Thursday, November 15, 2007

Holidays...


Can you believe the holidays are here!! Thanksgiving is a week away! Where has this year gone!? Wasn't it just yesterday we were celebrating Thanksgiving and Christmas? It is so amazing how time can fly so quickly when you aren't looking!

Aaron starts his job this Sunday...we are gearing up for the weekend! Since Thanksgiving is in LA this year we decided to travel to Little Rock tomorrow and on Monday go straight to Vidalia and not come back to Dallas...it will save us 400 miles.

Because we are going directly to LA from AR we had to find someone to watch the kids for 11 days!! Yikes! Thankfully our friends the Tully's will be able to watch them until next Wednesday, and after that our neighbor’s little girls will take care of them until we return (one week from next Monday)!!!

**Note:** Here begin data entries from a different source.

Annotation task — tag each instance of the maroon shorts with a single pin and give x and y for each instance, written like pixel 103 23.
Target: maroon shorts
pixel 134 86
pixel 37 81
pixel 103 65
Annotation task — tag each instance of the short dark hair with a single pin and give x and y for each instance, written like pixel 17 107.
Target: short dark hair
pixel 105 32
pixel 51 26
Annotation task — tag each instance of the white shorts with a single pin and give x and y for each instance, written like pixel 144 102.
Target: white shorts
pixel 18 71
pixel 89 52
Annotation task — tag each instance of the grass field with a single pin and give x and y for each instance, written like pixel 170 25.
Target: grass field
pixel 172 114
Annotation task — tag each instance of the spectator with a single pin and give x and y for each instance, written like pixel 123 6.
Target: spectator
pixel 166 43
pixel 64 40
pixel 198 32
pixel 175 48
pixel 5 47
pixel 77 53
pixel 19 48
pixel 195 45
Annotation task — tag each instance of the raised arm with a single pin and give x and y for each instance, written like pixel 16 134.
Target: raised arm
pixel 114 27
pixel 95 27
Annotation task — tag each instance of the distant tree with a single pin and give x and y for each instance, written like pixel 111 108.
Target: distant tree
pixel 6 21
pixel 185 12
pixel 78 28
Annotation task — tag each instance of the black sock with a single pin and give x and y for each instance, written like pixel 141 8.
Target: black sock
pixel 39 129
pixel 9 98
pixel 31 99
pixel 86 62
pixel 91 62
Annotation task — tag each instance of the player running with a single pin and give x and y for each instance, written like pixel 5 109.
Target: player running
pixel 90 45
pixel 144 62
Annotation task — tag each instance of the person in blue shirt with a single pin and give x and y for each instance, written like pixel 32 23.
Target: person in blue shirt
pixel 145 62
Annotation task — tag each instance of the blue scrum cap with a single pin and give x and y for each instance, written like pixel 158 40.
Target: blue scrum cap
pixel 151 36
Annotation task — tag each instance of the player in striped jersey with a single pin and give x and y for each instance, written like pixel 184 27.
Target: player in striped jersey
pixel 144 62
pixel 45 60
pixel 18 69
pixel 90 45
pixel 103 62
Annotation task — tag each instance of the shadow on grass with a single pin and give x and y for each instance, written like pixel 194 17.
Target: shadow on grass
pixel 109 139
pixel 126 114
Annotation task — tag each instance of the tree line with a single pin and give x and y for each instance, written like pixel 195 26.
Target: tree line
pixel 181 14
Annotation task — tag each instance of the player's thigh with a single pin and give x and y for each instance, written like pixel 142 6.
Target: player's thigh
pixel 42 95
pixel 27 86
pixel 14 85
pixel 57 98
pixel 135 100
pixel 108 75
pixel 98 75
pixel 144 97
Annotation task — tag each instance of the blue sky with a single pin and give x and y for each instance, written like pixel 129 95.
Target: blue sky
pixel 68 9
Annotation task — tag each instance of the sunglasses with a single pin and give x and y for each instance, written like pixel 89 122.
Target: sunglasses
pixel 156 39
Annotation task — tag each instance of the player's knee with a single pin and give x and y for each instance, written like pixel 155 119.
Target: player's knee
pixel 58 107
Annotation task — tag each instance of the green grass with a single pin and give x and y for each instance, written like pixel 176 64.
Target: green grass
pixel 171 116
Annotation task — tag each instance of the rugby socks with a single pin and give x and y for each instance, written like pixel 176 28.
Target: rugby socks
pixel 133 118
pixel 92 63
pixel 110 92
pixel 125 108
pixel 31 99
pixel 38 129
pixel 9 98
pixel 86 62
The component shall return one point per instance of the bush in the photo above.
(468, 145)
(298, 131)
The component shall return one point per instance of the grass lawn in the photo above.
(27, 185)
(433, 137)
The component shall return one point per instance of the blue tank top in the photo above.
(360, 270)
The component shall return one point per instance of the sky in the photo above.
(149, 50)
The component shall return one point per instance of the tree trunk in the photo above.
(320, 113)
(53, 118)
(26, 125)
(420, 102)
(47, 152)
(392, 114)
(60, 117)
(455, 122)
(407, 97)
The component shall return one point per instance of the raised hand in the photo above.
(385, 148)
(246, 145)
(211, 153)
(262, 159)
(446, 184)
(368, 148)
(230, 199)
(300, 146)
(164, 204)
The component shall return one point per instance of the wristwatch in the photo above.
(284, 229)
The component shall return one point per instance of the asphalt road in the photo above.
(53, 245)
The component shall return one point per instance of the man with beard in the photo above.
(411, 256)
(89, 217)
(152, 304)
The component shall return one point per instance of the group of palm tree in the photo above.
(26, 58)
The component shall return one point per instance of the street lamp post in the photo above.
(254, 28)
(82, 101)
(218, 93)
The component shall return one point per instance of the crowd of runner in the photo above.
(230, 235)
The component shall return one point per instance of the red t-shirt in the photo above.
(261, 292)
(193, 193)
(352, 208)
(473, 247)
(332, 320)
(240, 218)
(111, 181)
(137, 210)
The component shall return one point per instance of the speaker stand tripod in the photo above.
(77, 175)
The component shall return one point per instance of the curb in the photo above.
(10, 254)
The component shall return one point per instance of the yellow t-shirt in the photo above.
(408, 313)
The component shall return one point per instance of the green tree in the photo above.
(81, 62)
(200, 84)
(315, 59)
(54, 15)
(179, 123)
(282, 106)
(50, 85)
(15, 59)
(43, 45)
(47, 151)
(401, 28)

We have never been away from Merlin & Lucy for that amount of time! I know they will be okay, but they both have abandonment issues (Merlin especially). Whenever we are gone for a few days you would think we had left them for good...they follow us around for days. Almost as if they are making sure we are really there and not going to leave again!

I miss them so much when we travel...I have to be honest when I say the thought of moving and not have a place for them to stay with us really is causing me stress. I may not seem stressed on the outside but it is there...silent on the inside!

There is a kind family that is offering us there spare rooms & extra living room until we sell the house, but they don't have a fence for Lucy & don't want Merlin on the inside...that means we would have to find Merlin & Lucy a place to stay (with strangers) until the house sells and we buy a house. Now this couple's daughter-in-law has offered her fenced in backyard for Lucy (they have a black lab) and that would be fine if Lucy can get along with their dog.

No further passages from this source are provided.